Now the footnotes. First up, we don't know all the Senate candidates, because we have many primaries yet to come. But there is both good news and bad news here. The good news is that in most of the competitive states, we can make a very good guess who will win the primary and in the noncompetitive states we know which party will win, no matter who the candidates are. The bad news is that one election is hopeless for us, tracking-wise.
For six states, we are going to go out on a big solid limb and guess who the Senate candidates will be and use the general-election polls for them. Here are our best guesses, where an asterisk indicates an incumbent:
|Arizona||Mark Kelly||Martha McSally*||Aug. 4|
|Colorado||John Hickenlooper||Cory Gardner*||June 30|
|Iowa||Theresa Greenfield||Joni Ernst*||June 2|
|Maine||Sara Gideon||Susan Collins*||July 14|
|New Mexico||Ben Ray Luján||Gavin Clarkson||June 2|
|Texas||Mary "MJ" Hegar||John Cornyn*||July 14|
In all six states the primary is yet to occur, but the candidates shown are the very strong odds-on favorites. There is one competitive race not shown above: North Carolina. That one is not shown because the primary has already happened and the candidates are Cal Cunningham (D) and Sen. Thom Tillis (R-NC).
One potentially competitive race is Kansas, whose primary is Aug. 4. If Kris Kobach (R) wins it, the Democrats have a decent shot of winning a Senate seat in Kansas for the first time since 1932. Kobach ran for governor in 2018 and managed to lose, and by a large margin. If Kobach does not make it through the primary, whichever Republican wins it will be the next senator from Kansas.
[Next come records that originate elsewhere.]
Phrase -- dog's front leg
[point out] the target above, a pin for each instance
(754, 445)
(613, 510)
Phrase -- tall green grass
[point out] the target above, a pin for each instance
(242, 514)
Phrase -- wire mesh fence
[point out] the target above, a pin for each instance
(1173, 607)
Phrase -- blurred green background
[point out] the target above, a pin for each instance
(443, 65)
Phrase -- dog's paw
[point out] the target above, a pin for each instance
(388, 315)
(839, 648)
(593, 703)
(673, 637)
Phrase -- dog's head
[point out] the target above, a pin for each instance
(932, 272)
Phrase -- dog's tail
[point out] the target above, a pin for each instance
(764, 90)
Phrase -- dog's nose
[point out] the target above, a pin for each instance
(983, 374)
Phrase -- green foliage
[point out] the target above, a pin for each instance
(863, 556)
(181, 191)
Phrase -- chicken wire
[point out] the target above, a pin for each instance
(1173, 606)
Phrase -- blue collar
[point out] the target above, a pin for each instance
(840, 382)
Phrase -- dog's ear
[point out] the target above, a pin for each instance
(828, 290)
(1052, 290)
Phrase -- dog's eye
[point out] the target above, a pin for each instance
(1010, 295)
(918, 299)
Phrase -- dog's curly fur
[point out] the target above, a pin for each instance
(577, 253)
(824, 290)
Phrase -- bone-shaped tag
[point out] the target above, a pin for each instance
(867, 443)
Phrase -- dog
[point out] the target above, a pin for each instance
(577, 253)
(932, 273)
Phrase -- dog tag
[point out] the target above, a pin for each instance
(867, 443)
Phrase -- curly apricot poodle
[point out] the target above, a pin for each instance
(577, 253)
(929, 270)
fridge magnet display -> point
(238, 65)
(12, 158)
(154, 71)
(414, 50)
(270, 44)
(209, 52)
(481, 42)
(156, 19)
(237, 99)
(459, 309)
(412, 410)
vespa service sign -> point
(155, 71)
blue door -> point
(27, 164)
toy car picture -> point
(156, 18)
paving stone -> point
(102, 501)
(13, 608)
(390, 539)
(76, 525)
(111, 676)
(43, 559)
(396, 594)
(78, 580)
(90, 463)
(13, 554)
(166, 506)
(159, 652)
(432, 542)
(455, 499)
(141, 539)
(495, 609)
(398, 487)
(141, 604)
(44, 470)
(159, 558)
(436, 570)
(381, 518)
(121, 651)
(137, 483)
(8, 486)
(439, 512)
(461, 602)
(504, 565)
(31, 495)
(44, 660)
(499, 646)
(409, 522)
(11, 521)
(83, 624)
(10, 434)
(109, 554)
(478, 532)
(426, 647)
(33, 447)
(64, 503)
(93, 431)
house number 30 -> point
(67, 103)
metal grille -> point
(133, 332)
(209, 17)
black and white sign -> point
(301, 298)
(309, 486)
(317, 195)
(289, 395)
The regular Georgia election has a normal primary on June 9 with a runoff on Aug. 11 (if needed). Sen. David Perdue (R-GA) is the only Republican who qualified, so he will be the GOP nominee. Seven Democrats qualified and three of them are serious candidates. Sarah Riggs Amico was the Democratic nominee for Lt. Governor in 2018. Jon Ossoff was the Democratic candidate in the 2017 special election in GA-06 and broke all records by raising $23 million on his own and another $32 million via outside groups. Teresa Tomlinson is the former mayor of Columbus, GA. Polling has Ossoff ahead at about 33%, with the other two around 15%. But with 39% of the Democrats undecided, we will wait until the primary to start tracking this one.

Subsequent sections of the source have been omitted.